キーワード検索の限界を打ち破るタイムトラベル検索よく効くエンタープライズサーチの処方箋(2/3 ページ)

» 2007年03月30日 08時00分 公開
[富永康信(ロビンソン),ITmedia]

過去に失ってきた情報群に注目

 通常の検索システムの多くは、情報の1つひとつの中身を開いて眺めながら、求めるキーワードをピックアップする、順次型の方式である。データベースの検索システムの多くは、このような順次型を採っている。

 全文検索エンジンでは、キーワードを軸にしてそれに対する文書のリスト(インデックス)をあらかじめ作っておき、そこから素早く探すことができる。索引型の検索エンジンと呼ばれるものだ。このタイムトラベル検索は、全文検索エンジンを基本として過去の検索を実現している。

 時間軸が過去から現在へと流れる中で、情報群は過去からの情報を積み重ねて大きくなっていく。だが、現在の検索エンジンは、現時点での情報群を対象に絞り込む検索しかできないことが課題だ(図2)。しかしタイムトラベル検索は、過去に積み重ね、失ってきた情報群にも注目し、過去の一時点にあたかもタイムトラベルするかのような感覚で検索をかけることができる。

図2 図2●現在の情報検索システムの抱える課題(クリックで拡大)

ストレージの知識を検索に応用

 「多くの検索エンジンでは、情報空間に対して情報学的理論で絞り込むことが主流になっている。しかし、過去の情報に対してアプローチする手法はこれまでにはなかった」と話すのは、同研究室の主任研究員で工学博士の梶木善裕氏だ。

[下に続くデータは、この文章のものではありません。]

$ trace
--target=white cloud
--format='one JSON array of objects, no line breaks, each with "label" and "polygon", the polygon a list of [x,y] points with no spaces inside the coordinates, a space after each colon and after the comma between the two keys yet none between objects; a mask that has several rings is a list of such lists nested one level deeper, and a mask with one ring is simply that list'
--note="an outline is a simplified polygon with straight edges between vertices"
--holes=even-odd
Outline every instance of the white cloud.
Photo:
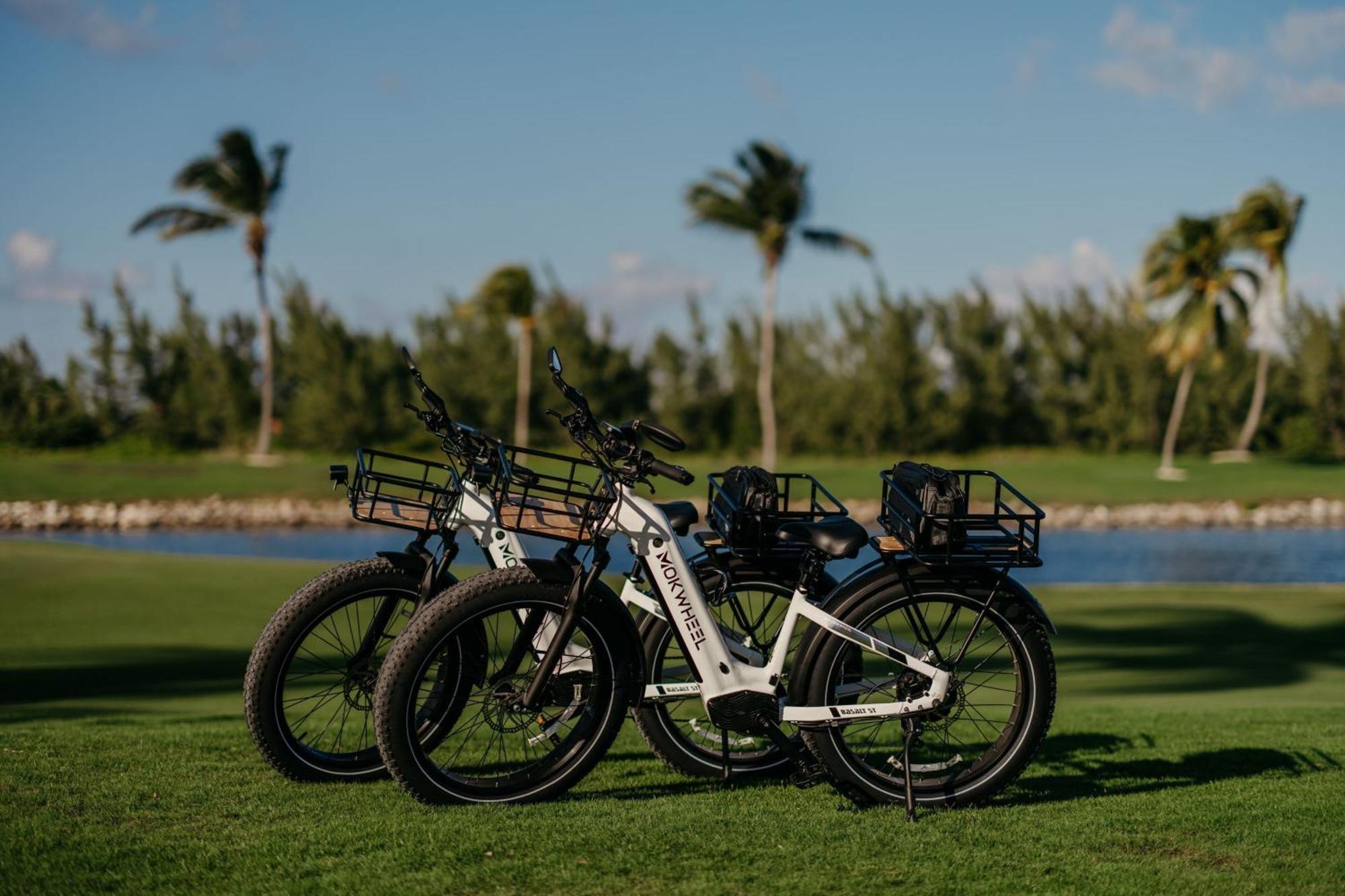
[{"label": "white cloud", "polygon": [[1274,75],[1266,79],[1266,89],[1280,109],[1328,109],[1345,105],[1345,81],[1330,75],[1311,81]]},{"label": "white cloud", "polygon": [[1013,69],[1013,82],[1017,87],[1030,87],[1037,83],[1037,78],[1041,77],[1041,66],[1045,63],[1046,57],[1050,55],[1050,42],[1044,38],[1037,38],[1028,47],[1018,54],[1018,59]]},{"label": "white cloud", "polygon": [[1243,91],[1256,77],[1256,62],[1224,47],[1188,44],[1181,22],[1145,22],[1128,5],[1116,7],[1103,43],[1115,57],[1093,67],[1099,83],[1137,97],[1170,97],[1209,112]]},{"label": "white cloud", "polygon": [[784,98],[784,91],[780,90],[780,85],[776,83],[769,75],[757,69],[753,65],[746,66],[748,90],[752,96],[757,98],[759,102],[767,106],[775,106],[776,109],[784,109],[790,105]]},{"label": "white cloud", "polygon": [[1345,7],[1294,11],[1271,28],[1270,46],[1284,62],[1311,65],[1345,47]]},{"label": "white cloud", "polygon": [[19,301],[73,303],[86,299],[102,284],[56,264],[61,248],[31,230],[19,230],[5,241],[5,256],[13,277],[4,289]]},{"label": "white cloud", "polygon": [[9,237],[4,250],[19,273],[42,272],[56,257],[56,241],[31,230],[19,230]]},{"label": "white cloud", "polygon": [[126,289],[144,289],[149,285],[149,272],[133,261],[118,261],[113,278],[120,280]]},{"label": "white cloud", "polygon": [[639,252],[616,252],[608,258],[611,274],[584,292],[603,309],[612,312],[644,311],[662,304],[677,304],[687,293],[714,288],[714,278],[667,261],[654,261]]},{"label": "white cloud", "polygon": [[1049,299],[1075,287],[1107,289],[1120,283],[1116,262],[1092,239],[1075,239],[1068,254],[1033,256],[1021,268],[991,265],[981,273],[986,289],[1002,304],[1014,304],[1022,293]]},{"label": "white cloud", "polygon": [[117,17],[102,0],[0,0],[5,8],[59,40],[73,40],[109,57],[141,57],[160,48],[153,34],[155,4],[133,19]]}]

画像 NEC システムプラットフォーム研究所 主任研究員の梶木善裕博士(工学)

 同氏は、タイムトラベル検索の技術的特徴は大きく4つあると説明する(図3)。1つ目は「時系列分割索引技術」。全文検索のインデックスを過去から現在に向かって時分割し、時系列で差分を作っていく生成手法である。過去の情報を差分としてインデックス化することで、あらゆる時系列の検索パターンに対応することができる。

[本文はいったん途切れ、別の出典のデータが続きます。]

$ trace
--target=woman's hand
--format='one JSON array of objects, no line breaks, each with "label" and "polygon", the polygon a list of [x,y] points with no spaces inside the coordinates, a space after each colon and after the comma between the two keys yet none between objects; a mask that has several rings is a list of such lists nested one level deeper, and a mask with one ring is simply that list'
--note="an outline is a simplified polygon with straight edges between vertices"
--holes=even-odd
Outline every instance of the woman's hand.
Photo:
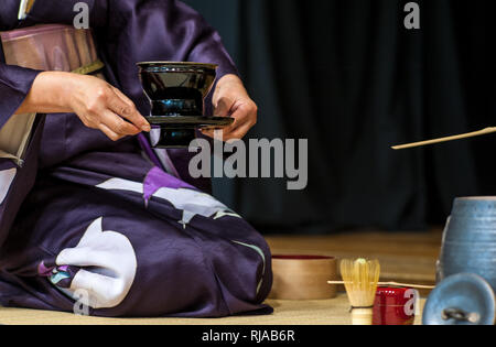
[{"label": "woman's hand", "polygon": [[151,129],[119,89],[99,78],[71,73],[41,73],[18,110],[30,112],[74,112],[86,127],[99,129],[112,141]]},{"label": "woman's hand", "polygon": [[[235,119],[230,127],[224,129],[224,141],[242,139],[257,123],[257,105],[236,75],[226,75],[218,80],[213,105],[215,116]],[[214,130],[204,130],[203,133],[214,137]]]}]

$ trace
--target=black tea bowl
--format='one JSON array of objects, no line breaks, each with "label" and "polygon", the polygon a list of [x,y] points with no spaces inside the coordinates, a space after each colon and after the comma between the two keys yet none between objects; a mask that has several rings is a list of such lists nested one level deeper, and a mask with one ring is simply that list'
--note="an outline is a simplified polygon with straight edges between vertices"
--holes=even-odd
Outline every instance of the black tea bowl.
[{"label": "black tea bowl", "polygon": [[187,148],[198,128],[223,126],[218,119],[204,116],[204,101],[214,85],[217,65],[186,62],[137,65],[151,105],[147,119],[154,130],[160,129],[158,140],[152,143],[154,148]]}]

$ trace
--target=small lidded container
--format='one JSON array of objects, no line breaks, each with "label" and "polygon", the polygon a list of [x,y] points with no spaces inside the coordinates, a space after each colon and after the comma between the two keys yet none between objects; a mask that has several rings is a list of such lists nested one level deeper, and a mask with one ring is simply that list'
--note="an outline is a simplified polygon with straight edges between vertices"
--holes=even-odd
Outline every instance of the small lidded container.
[{"label": "small lidded container", "polygon": [[378,288],[374,325],[413,325],[418,292],[408,288]]}]

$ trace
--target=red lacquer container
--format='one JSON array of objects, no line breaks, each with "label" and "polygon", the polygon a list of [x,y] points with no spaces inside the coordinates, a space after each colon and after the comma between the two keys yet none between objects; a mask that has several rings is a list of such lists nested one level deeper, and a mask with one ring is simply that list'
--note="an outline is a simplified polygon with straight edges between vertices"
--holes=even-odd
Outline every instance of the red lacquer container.
[{"label": "red lacquer container", "polygon": [[413,325],[417,291],[408,288],[378,288],[374,325]]}]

図3 図3●タイムトラベル検索システムの技術的な特徴(クリックで拡大)

 2つ目は「情報更新同期技術」で、情報が生成/更新されるのと同期して、最新情報のインデックスに即座に記録される機能のこと。これにより、過去のある時点までさかのぼりたい場合は、その時点から現在までのインデックスを無視して、過去のインデックスだけを対象とした検索をかけることができる。また、期間を限定する検索も可能だ。

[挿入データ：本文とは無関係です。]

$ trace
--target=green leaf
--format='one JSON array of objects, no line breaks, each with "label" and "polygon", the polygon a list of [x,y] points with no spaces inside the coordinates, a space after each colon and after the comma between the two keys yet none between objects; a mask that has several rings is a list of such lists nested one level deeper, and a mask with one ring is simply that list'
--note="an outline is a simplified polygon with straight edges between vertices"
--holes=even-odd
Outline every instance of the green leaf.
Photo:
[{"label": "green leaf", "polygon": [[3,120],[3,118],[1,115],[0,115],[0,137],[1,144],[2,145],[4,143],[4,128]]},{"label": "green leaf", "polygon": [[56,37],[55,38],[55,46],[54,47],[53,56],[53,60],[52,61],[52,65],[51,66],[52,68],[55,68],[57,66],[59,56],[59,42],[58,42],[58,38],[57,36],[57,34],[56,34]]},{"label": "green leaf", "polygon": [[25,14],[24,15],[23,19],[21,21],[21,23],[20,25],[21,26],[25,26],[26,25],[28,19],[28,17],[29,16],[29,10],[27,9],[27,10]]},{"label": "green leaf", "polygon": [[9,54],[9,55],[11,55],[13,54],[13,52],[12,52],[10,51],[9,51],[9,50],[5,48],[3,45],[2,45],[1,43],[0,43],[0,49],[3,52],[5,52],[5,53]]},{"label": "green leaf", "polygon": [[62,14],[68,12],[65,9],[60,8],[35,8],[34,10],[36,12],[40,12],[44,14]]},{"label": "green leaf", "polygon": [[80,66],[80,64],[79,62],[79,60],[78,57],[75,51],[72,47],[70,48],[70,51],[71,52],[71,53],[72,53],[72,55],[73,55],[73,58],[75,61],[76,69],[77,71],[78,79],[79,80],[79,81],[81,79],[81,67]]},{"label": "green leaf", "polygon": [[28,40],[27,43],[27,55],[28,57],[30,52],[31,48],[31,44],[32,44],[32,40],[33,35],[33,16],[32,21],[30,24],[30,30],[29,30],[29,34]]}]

 仮に、そのまま過去情報のバックアップをフルに取った場合と比べ、タイムトラベル検索ではストレージを20分の1まで圧縮できるという。

 3つ目は、「過去索引圧縮技術」。比較的新しい過去情報に関しては頻繁に細かく分割することで検索の精度を向上させ、次第に古くなるにつれてインデックス同士を反映させ圧縮するといった、時系列分割の粒度を変化させる技術だ。日次単位のインデックスを、半年前は月次で、さらに数年前の分は年次や数年分まとめて圧縮して情報を削減し、妥当なコストで妥当な精度での記録が可能となる。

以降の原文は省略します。